Dolmetscherstreiks im Europäischen Parlament?

Eine Änderung der Arbeitsbedingungen hat heftige Proteste ausgelöst.

Die Plenarwoche des Europäischen Parlaments nächste Woche in Straßburg könnte durch eine Reihe von Streiks von Dolmetschern beeinträchtigt werden, die die Arbeit nach Aussage mehrerer Beamter und Gewerkschaftsmitglieder für "ein bis zwei Stunden" pro Tag einstellen wollen.

Die Dolmetscher, die die parlamentarische Arbeit live in die 24 Amtssprachen der EU übersetzen, protestieren gegen eine, wie sie es nennen, "einseitige" Entscheidung, ihre Arbeitszeiten zu ändern.

Eine Mehrheit der Dolmetscher wird am Dienstag, Mittwoch und Donnerstag nicht mehr dolmetschen, um gegen die Entscheidung des Parlaments-Generalsekretärs Klaus Welle zu protestieren, die 2017 - angeblich ohne vorherige Absprache - getroffen wurde mit dem Ziel, die in den Dolmetscherkabinen zu verbringende Zeit zu erhöhen.

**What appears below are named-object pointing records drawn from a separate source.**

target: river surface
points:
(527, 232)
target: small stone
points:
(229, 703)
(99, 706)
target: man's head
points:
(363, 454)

Ein Mitglied des SFIE (Syndicat des Fonctionnaires internationaux et européens), das als eine der wichtigsten Gewerkschaften die Beamten in den EU-Institutionen vertritt, sagte, dass die maximale Zeit, die Dolmetscher in ihren Kabinen für die Übersetzung parlamentarischer Sitzungen verbringen müssen, von sieben auf acht Stunden erhöht werden soll. "Das ist viel zu viel", sagte ein Mitglied des SFIE.

"Dolmetschen ist ein spezieller Beruf mit viel Stress, und nach acht Stunden können wir die Qualität unserer Arbeit nicht garantieren", fügte der Gewerkschafter hinzu und wies darauf hin, dass bei den Vereinten Nationen die Höchstarbeitszeit sechs Stunden pro Tag beträgt.

Darüber hinaus verlangte Welle auch sechs Stunden Dolmetscharbeit pro Monat bei nächtlichen Sitzungen in Straßburg und Brüssel. Die Dolmetscher wollen dies auf vier Stunden pro Monat beschränken.

Mehrere Gewerkschaften, darunter Renouveau et Démocratie, erklärten, dass Dolmetscher seit 2016 "erhebliche Zugeständnisse" gemacht hätten. Die Mittagspause wurde auf 45 Minuten reduziert, während die "internationale Norm" eineinhalb Stunden beträgt.

Eine Sprecherin des Parlaments wies die Behauptung, es habe keine Konsultation stattgefunden, zurück, da es bereits zwölf Gesprächsrunden zu diesem Thema gegeben habe.

Sie sagte, dass die Zahl der Tage, an denen die Dolmetscher acht Stunden arbeiten, auf sechs pro Monat begrenzt ist und dass die Reduzierung der Mittagspause nur dann gilt, wenn die Dolmetscher sechs Stunden pro Tag in einer Kabine verbringen. "Außerdem werden auch Leistungen anerkannt, die keiner Verpflichtung durch die Dolmetscher unterliegen", sagte der Sprecher. Während der "grünen Wochen", wenn sich die Abgeordneten nicht in Straßburg oder Brüssel aufhalten, müssen die Dolmetscher in der Regel nicht arbeiten.

Die Dolmetscher sagen, dass sie den geplanten Streik absagen werden, wenn Welle sich bereit erklärt, mit ihnen zu verhandeln.

In der Erklärung heißt es, sie wollen "Arbeitsbedingungen, die es ermöglichen, den europäischen Abgeordneten und allen, die ihnen zuhören, einen qualitativ hochwertigen Dienst zu leisten, ohne das Gleichgewicht zwischen Arbeit und Privatleben oder die körperliche und geistige Gesundheit der Dolmetscher zu gefährden".